Der zurückhaltende Star

von Redaktion

NACHRUF Trauer um den bayerischen Volksschauspieler Fred Stillkrauth

VON RUDOLF OGIERMANN

Dialekt zu sprechen ohne ihn auszustellen, ältere und alte Männer zu spielen, ohne sie zu Klischee-Opas zu verkitschen – nicht viele gibt es, die das können aus der älteren Schauspielergeneration. Zu groß für viele die Versuchung, mehr zu tun, als es für die Figur gut ist. Fred Stillkrauth hat dieser Versuchung nie nachgegeben – er spielte stets nah am Leben, er war authentisch. Nun ist der Schauspieler, der in den vergangenen Jahren so viele bairisch getönte Produktionen mit seiner Mitwirkung adelte, im Alter von 81 Jahren gestorben. Das bestätigte sein Sohn unserer Zeitung.

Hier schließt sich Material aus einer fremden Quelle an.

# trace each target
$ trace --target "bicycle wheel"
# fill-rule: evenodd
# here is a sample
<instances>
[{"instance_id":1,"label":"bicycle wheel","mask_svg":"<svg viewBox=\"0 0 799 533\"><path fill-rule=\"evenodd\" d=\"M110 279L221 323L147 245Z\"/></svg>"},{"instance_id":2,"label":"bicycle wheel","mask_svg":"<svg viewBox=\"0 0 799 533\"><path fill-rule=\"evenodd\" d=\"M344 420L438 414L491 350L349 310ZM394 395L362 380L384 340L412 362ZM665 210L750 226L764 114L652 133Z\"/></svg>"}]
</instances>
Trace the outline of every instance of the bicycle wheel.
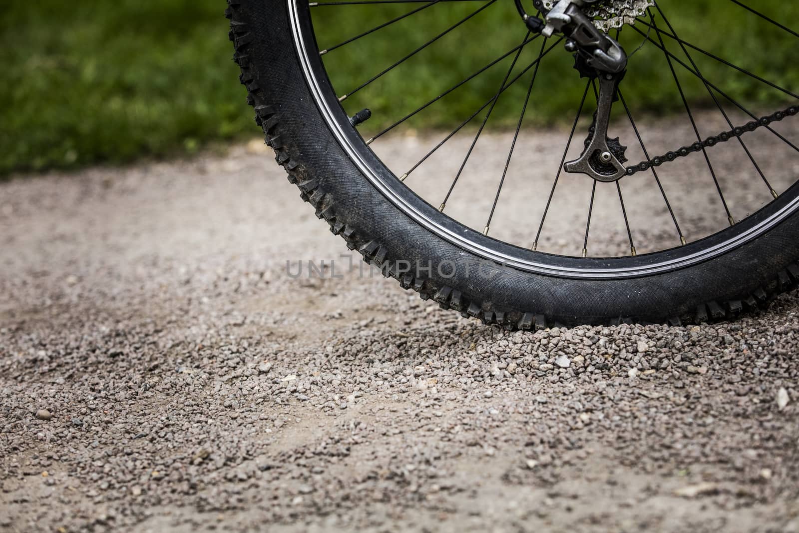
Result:
<instances>
[{"instance_id":1,"label":"bicycle wheel","mask_svg":"<svg viewBox=\"0 0 799 533\"><path fill-rule=\"evenodd\" d=\"M423 298L509 329L679 324L799 280L799 6L586 7L629 58L596 153L624 165L605 175L566 169L591 155L602 77L510 0L228 3L289 181Z\"/></svg>"}]
</instances>

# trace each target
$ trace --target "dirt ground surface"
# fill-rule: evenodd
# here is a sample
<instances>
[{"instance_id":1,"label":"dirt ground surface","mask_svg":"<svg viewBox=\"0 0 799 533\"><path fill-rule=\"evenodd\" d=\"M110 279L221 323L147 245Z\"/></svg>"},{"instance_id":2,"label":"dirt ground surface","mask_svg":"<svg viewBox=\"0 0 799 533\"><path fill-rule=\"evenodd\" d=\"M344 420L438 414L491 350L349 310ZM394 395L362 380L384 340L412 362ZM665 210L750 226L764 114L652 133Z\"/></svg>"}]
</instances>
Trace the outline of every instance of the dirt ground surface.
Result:
<instances>
[{"instance_id":1,"label":"dirt ground surface","mask_svg":"<svg viewBox=\"0 0 799 533\"><path fill-rule=\"evenodd\" d=\"M0 184L0 532L799 531L796 294L511 333L295 276L347 250L259 146Z\"/></svg>"}]
</instances>

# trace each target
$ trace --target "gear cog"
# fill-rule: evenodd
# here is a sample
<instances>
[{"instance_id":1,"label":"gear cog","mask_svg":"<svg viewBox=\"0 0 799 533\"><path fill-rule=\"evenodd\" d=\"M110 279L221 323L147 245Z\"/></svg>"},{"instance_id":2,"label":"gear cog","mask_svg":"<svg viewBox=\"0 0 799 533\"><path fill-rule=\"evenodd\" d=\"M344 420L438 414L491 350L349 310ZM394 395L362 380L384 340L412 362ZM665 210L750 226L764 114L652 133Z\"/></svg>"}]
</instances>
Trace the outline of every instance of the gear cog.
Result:
<instances>
[{"instance_id":1,"label":"gear cog","mask_svg":"<svg viewBox=\"0 0 799 533\"><path fill-rule=\"evenodd\" d=\"M551 10L558 0L542 0L545 10ZM604 32L621 28L625 24L635 24L635 18L646 14L654 6L654 0L607 0L598 6L586 6L582 10L594 19L594 25Z\"/></svg>"}]
</instances>

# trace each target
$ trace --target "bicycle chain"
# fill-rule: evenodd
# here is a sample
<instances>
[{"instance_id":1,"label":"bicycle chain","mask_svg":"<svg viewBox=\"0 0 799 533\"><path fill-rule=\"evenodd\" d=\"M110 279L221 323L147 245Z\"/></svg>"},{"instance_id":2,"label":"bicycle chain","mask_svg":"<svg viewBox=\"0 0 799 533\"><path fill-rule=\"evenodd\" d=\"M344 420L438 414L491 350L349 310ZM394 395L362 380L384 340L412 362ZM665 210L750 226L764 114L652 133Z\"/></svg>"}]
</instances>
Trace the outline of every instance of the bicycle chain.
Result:
<instances>
[{"instance_id":1,"label":"bicycle chain","mask_svg":"<svg viewBox=\"0 0 799 533\"><path fill-rule=\"evenodd\" d=\"M757 121L748 122L745 125L733 128L729 131L721 132L718 135L714 137L709 137L701 142L697 141L694 144L683 146L677 151L666 152L663 155L658 157L653 157L649 161L641 161L638 165L628 166L626 169L626 175L632 176L633 174L639 172L648 170L652 167L660 166L663 163L673 161L679 157L685 157L691 153L694 153L694 152L700 152L704 150L706 148L715 146L719 143L726 142L733 138L740 137L746 132L751 132L757 129L758 128L766 127L773 122L779 122L785 117L793 117L797 113L799 113L799 106L792 105L784 111L777 111L773 114L761 117Z\"/></svg>"}]
</instances>

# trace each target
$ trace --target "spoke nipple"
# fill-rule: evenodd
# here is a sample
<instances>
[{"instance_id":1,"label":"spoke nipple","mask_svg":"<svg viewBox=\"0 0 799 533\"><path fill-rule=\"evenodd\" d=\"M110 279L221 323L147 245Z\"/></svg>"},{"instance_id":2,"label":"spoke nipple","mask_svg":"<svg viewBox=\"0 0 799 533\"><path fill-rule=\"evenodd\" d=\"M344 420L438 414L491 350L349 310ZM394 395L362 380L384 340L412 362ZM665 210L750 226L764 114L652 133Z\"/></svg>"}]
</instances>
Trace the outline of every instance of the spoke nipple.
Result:
<instances>
[{"instance_id":1,"label":"spoke nipple","mask_svg":"<svg viewBox=\"0 0 799 533\"><path fill-rule=\"evenodd\" d=\"M372 109L364 109L350 117L350 124L358 126L372 118Z\"/></svg>"}]
</instances>

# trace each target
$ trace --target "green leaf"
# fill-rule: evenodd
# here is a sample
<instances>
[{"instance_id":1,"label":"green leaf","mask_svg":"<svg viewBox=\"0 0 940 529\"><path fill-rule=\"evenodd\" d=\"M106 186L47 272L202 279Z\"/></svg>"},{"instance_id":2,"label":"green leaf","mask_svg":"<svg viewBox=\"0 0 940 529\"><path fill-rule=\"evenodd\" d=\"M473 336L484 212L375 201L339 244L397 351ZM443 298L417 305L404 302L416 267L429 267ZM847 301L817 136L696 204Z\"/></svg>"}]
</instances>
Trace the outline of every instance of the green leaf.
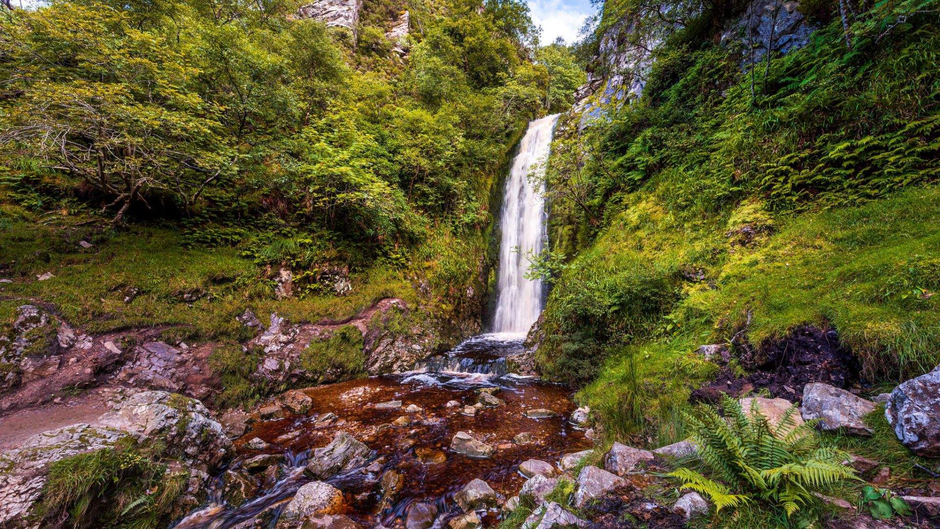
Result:
<instances>
[{"instance_id":1,"label":"green leaf","mask_svg":"<svg viewBox=\"0 0 940 529\"><path fill-rule=\"evenodd\" d=\"M873 500L869 504L869 509L871 511L871 518L875 520L887 520L891 518L893 511L891 510L891 505L887 503L886 500Z\"/></svg>"},{"instance_id":2,"label":"green leaf","mask_svg":"<svg viewBox=\"0 0 940 529\"><path fill-rule=\"evenodd\" d=\"M911 505L907 505L901 496L891 496L889 500L891 502L891 507L894 508L894 512L901 516L911 516L914 511L911 509Z\"/></svg>"}]
</instances>

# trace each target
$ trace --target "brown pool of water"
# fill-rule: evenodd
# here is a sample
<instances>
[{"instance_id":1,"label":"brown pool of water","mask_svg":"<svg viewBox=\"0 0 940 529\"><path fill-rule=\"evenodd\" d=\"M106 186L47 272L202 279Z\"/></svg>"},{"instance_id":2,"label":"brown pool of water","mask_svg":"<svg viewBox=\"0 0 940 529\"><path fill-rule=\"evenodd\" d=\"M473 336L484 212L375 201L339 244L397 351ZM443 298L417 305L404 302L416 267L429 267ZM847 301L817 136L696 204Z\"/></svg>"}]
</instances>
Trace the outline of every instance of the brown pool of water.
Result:
<instances>
[{"instance_id":1,"label":"brown pool of water","mask_svg":"<svg viewBox=\"0 0 940 529\"><path fill-rule=\"evenodd\" d=\"M325 446L340 431L347 432L385 458L381 473L371 475L359 473L336 483L347 493L350 505L347 514L366 527L380 524L393 527L404 524L408 506L414 502L436 503L442 512L456 509L453 494L475 478L486 481L506 498L513 496L525 482L518 472L523 461L537 458L556 463L564 454L590 445L583 432L567 421L574 405L569 398L569 391L563 387L538 380L473 376L442 387L427 383L431 378L430 376L375 377L304 390L313 399L308 412L256 424L236 441L237 453L239 456L297 454ZM473 417L461 414L462 405L475 404L478 390L485 385L498 385L500 389L495 395L506 404L485 409ZM375 408L376 404L390 400L400 400L401 409ZM447 408L446 403L451 400L462 406ZM405 408L412 404L422 410L406 412ZM559 416L525 417L524 412L532 409L548 409ZM317 420L327 413L336 414L337 419L330 425L317 426ZM384 426L401 416L407 417L411 424ZM458 431L465 431L494 447L494 457L473 459L450 450L451 438ZM513 437L523 432L531 434L533 441L524 445L513 443ZM260 451L248 449L246 442L254 438L260 438L270 446ZM419 460L416 452L429 450L443 453L446 460ZM390 470L404 477L404 485L393 500L382 502L376 481Z\"/></svg>"}]
</instances>

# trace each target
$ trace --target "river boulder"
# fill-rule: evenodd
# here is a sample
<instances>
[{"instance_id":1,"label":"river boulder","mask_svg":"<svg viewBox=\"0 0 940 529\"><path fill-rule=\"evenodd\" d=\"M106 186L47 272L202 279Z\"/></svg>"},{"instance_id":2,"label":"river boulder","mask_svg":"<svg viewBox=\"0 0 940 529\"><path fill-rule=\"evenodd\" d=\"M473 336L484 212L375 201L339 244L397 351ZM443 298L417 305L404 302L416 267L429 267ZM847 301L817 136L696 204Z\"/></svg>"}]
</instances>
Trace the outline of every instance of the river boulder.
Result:
<instances>
[{"instance_id":1,"label":"river boulder","mask_svg":"<svg viewBox=\"0 0 940 529\"><path fill-rule=\"evenodd\" d=\"M615 442L603 458L603 466L608 472L623 476L655 457L652 452Z\"/></svg>"},{"instance_id":2,"label":"river boulder","mask_svg":"<svg viewBox=\"0 0 940 529\"><path fill-rule=\"evenodd\" d=\"M578 466L582 459L594 455L593 450L582 450L581 452L575 452L573 454L568 454L567 456L561 457L561 461L558 462L558 468L568 472L574 467Z\"/></svg>"},{"instance_id":3,"label":"river boulder","mask_svg":"<svg viewBox=\"0 0 940 529\"><path fill-rule=\"evenodd\" d=\"M281 405L291 413L306 413L313 406L310 395L300 390L289 390L281 394Z\"/></svg>"},{"instance_id":4,"label":"river boulder","mask_svg":"<svg viewBox=\"0 0 940 529\"><path fill-rule=\"evenodd\" d=\"M454 494L454 501L463 512L472 512L495 505L496 491L487 482L478 478Z\"/></svg>"},{"instance_id":5,"label":"river boulder","mask_svg":"<svg viewBox=\"0 0 940 529\"><path fill-rule=\"evenodd\" d=\"M904 446L918 456L940 456L940 366L895 388L885 417Z\"/></svg>"},{"instance_id":6,"label":"river boulder","mask_svg":"<svg viewBox=\"0 0 940 529\"><path fill-rule=\"evenodd\" d=\"M475 439L466 432L457 432L450 440L450 449L467 457L486 459L493 457L494 448L489 444Z\"/></svg>"},{"instance_id":7,"label":"river boulder","mask_svg":"<svg viewBox=\"0 0 940 529\"><path fill-rule=\"evenodd\" d=\"M277 529L294 529L308 518L337 514L343 509L343 493L322 481L312 481L297 489L277 521Z\"/></svg>"},{"instance_id":8,"label":"river boulder","mask_svg":"<svg viewBox=\"0 0 940 529\"><path fill-rule=\"evenodd\" d=\"M829 384L812 382L803 388L800 411L806 421L819 420L823 430L842 429L854 435L871 435L863 420L875 410L875 403Z\"/></svg>"},{"instance_id":9,"label":"river boulder","mask_svg":"<svg viewBox=\"0 0 940 529\"><path fill-rule=\"evenodd\" d=\"M533 475L552 477L553 475L558 473L551 463L542 461L541 459L526 459L525 461L523 461L519 464L519 472L521 472L525 477L532 477Z\"/></svg>"},{"instance_id":10,"label":"river boulder","mask_svg":"<svg viewBox=\"0 0 940 529\"><path fill-rule=\"evenodd\" d=\"M541 503L545 500L545 496L548 496L552 490L555 490L555 487L558 485L558 479L557 477L545 477L537 473L523 484L522 489L519 490L519 496L528 496L535 500L537 504Z\"/></svg>"},{"instance_id":11,"label":"river boulder","mask_svg":"<svg viewBox=\"0 0 940 529\"><path fill-rule=\"evenodd\" d=\"M560 529L562 527L588 527L589 524L552 502L545 504L529 515L523 523L523 529Z\"/></svg>"},{"instance_id":12,"label":"river boulder","mask_svg":"<svg viewBox=\"0 0 940 529\"><path fill-rule=\"evenodd\" d=\"M333 441L313 451L306 473L319 479L365 466L372 451L346 432L339 432Z\"/></svg>"},{"instance_id":13,"label":"river boulder","mask_svg":"<svg viewBox=\"0 0 940 529\"><path fill-rule=\"evenodd\" d=\"M428 529L437 518L437 505L433 502L418 502L408 507L405 529Z\"/></svg>"},{"instance_id":14,"label":"river boulder","mask_svg":"<svg viewBox=\"0 0 940 529\"><path fill-rule=\"evenodd\" d=\"M574 505L581 508L588 502L626 485L622 477L597 467L587 466L578 474L578 489L574 493Z\"/></svg>"},{"instance_id":15,"label":"river boulder","mask_svg":"<svg viewBox=\"0 0 940 529\"><path fill-rule=\"evenodd\" d=\"M708 502L697 492L689 492L676 501L672 505L672 512L684 516L686 521L698 518L708 514Z\"/></svg>"},{"instance_id":16,"label":"river boulder","mask_svg":"<svg viewBox=\"0 0 940 529\"><path fill-rule=\"evenodd\" d=\"M695 456L696 452L697 452L696 445L689 440L680 441L679 442L673 442L672 444L666 444L666 446L660 446L652 450L652 453L656 456L666 456L668 457L688 457Z\"/></svg>"}]
</instances>

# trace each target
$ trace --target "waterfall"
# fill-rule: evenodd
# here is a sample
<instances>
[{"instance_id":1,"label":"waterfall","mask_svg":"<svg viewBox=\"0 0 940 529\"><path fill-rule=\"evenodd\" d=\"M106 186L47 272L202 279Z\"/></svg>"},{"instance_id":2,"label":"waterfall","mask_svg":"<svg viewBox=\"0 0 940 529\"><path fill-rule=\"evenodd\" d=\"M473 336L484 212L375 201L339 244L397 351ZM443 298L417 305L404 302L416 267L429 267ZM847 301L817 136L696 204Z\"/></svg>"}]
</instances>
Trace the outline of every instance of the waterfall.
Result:
<instances>
[{"instance_id":1,"label":"waterfall","mask_svg":"<svg viewBox=\"0 0 940 529\"><path fill-rule=\"evenodd\" d=\"M506 181L494 332L525 334L541 312L542 281L525 277L528 270L525 255L538 255L545 242L544 183L537 178L536 188L530 176L533 170L544 173L541 162L548 157L557 120L558 115L553 114L529 122ZM533 164L540 165L533 168Z\"/></svg>"}]
</instances>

Dass Stillkrauth stets ein „stiller Star“ war, einer, der nie das Blitzlichtgewitter suchte, passte zu seiner Berufsauffassung, sich ganz in den Dienst der jeweiligen Geschichte zu stellen, die da erzählt werden sollte. Autoren und Regisseure schätzten das und besetzten ihn für die unterschiedlichsten Rollen in den unterschiedlichen Genres – in Filmen und Serien, in Dramen und Komödien.

Der gebürtige Münchner überließ zu Beginn seiner Karriere nichts dem Zufall, er ließ sich an der renommierten Otto Falckenberg Schule ausbilden, absolvierte einen harten Unterricht, um allen Anforderungen der experimentierfreudigen Theatermacher Anfang der Sechzigerjahre gewachsen zu sein. Ein erstes Engagement erhielt er am Theater der Jugend. „Das war eine verrückte Zeit, das war ja grad so der Anfang vom Leben“, erinnerte er sich vor einigen Jahren im Gespräch mit unserer Zeitung. Schnell wurden die Bühnen größer, Stillkrauth wechselte ins Ensemble der Münchner Kammerspiele und später ans Bayerische Staatsschauspiel.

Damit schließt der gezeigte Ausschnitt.